Secondly, its structural analog SGC-CK2-IN did not affect viral replication even when the dosage was increased by 100-fold. Thirdly, silmitasertib, which has the same enzyme target but a different physical structure and chemical activity, also inhibited viral replication. And finally, three series of ATP-competitive inhibitors of the enzyme, with various targeted substitutions on the core, showed a remarkable correlation between the alteration in structure and the activity of the compound against the virus, in keeping with its ability to inhibit the enzyme.
The combined chemogenomic evidence strongly implicates CSNK2A inhibition as the molecular mechanism of action of antiviral activity.”
This was confirmed by knockdown experiments as well.
The potential involvement of the enzyme in virus entry suggests that this may be a common beta-coronavirus entry target.
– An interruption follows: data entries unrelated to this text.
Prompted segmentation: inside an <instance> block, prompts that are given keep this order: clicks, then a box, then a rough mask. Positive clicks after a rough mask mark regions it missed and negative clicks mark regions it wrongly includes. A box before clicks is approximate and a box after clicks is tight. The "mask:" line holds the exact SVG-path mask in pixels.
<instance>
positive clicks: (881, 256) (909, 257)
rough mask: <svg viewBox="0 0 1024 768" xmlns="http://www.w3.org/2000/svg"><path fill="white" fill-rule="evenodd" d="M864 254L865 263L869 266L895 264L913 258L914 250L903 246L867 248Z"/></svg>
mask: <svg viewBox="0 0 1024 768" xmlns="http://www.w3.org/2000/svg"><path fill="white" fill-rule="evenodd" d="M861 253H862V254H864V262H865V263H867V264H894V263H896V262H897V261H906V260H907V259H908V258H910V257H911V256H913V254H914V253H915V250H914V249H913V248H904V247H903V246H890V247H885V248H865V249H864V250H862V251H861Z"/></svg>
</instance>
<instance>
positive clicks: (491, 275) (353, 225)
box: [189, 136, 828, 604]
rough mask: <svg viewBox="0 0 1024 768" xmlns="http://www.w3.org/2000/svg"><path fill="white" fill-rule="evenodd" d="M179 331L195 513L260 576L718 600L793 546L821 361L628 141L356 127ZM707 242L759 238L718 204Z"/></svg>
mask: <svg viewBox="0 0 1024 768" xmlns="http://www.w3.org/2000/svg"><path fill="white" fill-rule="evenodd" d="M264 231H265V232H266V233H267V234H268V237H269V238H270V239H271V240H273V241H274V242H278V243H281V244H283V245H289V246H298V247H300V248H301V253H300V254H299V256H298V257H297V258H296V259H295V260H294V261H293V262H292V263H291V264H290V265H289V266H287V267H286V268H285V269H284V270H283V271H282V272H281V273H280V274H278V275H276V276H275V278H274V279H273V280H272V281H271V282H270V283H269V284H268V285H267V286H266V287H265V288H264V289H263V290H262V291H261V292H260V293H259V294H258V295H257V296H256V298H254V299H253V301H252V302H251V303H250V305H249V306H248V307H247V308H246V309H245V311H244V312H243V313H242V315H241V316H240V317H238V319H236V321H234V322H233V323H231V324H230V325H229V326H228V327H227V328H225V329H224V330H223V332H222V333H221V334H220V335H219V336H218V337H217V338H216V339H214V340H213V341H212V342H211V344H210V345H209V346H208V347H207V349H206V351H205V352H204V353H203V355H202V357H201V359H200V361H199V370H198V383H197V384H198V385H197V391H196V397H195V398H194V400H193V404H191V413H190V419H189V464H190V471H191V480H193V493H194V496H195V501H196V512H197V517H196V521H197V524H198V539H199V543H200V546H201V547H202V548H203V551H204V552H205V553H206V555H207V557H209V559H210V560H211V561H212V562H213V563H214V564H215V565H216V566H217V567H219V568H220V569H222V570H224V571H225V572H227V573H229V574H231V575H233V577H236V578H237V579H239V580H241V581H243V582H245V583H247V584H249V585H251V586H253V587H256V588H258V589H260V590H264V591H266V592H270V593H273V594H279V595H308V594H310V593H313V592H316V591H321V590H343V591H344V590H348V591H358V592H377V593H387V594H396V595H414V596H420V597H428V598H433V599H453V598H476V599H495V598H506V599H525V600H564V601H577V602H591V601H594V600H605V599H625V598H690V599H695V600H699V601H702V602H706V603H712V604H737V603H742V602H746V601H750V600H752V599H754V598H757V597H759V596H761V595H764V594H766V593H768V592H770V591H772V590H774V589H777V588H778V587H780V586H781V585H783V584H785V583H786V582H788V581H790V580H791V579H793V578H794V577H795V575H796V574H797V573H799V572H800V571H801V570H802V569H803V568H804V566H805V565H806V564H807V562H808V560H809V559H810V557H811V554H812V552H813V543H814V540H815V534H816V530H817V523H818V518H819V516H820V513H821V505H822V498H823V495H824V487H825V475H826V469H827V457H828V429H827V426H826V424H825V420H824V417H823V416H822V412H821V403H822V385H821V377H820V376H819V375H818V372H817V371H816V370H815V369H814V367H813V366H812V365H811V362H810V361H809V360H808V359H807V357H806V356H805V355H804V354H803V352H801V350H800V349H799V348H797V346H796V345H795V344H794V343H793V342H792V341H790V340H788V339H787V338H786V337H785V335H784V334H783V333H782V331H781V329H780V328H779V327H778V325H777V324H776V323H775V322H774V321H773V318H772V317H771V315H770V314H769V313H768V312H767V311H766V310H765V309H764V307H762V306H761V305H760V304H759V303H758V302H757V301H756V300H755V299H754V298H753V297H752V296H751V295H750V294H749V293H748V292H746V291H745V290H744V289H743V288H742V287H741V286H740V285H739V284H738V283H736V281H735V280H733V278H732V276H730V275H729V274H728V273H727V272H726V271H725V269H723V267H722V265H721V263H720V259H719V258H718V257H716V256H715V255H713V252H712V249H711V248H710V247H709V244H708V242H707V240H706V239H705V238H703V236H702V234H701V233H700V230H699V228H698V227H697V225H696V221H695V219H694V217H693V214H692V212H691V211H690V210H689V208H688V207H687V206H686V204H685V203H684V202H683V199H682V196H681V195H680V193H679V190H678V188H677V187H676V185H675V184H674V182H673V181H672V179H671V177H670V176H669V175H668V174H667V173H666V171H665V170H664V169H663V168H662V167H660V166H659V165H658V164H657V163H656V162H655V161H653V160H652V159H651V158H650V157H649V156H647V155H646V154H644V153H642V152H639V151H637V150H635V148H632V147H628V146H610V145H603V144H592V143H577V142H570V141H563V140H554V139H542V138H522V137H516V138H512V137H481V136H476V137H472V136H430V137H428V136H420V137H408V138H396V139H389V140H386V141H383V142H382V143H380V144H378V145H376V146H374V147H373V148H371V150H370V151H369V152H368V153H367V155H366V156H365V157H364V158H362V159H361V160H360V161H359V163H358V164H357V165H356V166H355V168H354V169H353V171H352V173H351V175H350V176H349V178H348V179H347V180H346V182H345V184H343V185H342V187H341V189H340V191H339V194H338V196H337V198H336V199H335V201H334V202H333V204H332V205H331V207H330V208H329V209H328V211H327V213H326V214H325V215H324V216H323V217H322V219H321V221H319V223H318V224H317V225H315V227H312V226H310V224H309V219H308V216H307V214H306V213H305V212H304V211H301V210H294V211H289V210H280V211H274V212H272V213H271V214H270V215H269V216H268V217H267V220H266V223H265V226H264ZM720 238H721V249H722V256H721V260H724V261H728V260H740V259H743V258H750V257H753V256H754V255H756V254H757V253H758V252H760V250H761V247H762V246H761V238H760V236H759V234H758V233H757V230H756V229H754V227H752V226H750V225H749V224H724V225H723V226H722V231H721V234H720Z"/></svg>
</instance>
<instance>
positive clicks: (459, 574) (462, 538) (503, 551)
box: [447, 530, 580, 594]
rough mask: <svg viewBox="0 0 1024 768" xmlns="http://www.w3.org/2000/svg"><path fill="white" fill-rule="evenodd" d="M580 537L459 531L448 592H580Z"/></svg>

Unlike other kinases like AAK1 and GAK, this shows antiviral activity at nanomolar concentrations, with this effect showing a clear and significant correlation with the inhibition of enzyme activity.
Additional factors that contribute to the observed potency of inhibition of viral entry may be in operation, and these remain to be explored.
While further studies will be required to dissect the molecular details of the signaling pathway that requires CSNK2 for virus uptake and its relative contribution to b-CoV replication, the potent anti-[beta-coronavirus] activity of CSNK2A inhibition suggests that it may be a viable broad spectrum antiviral therapy for current and future zoonotic diseases at doses that could be attainable in clinical setting.”
bioRxiv publishes preliminary scientific reports that are not peer-reviewed and, therefore, should not be regarded as conclusive, guide clinical practice/health-related behavior, or treated as established information.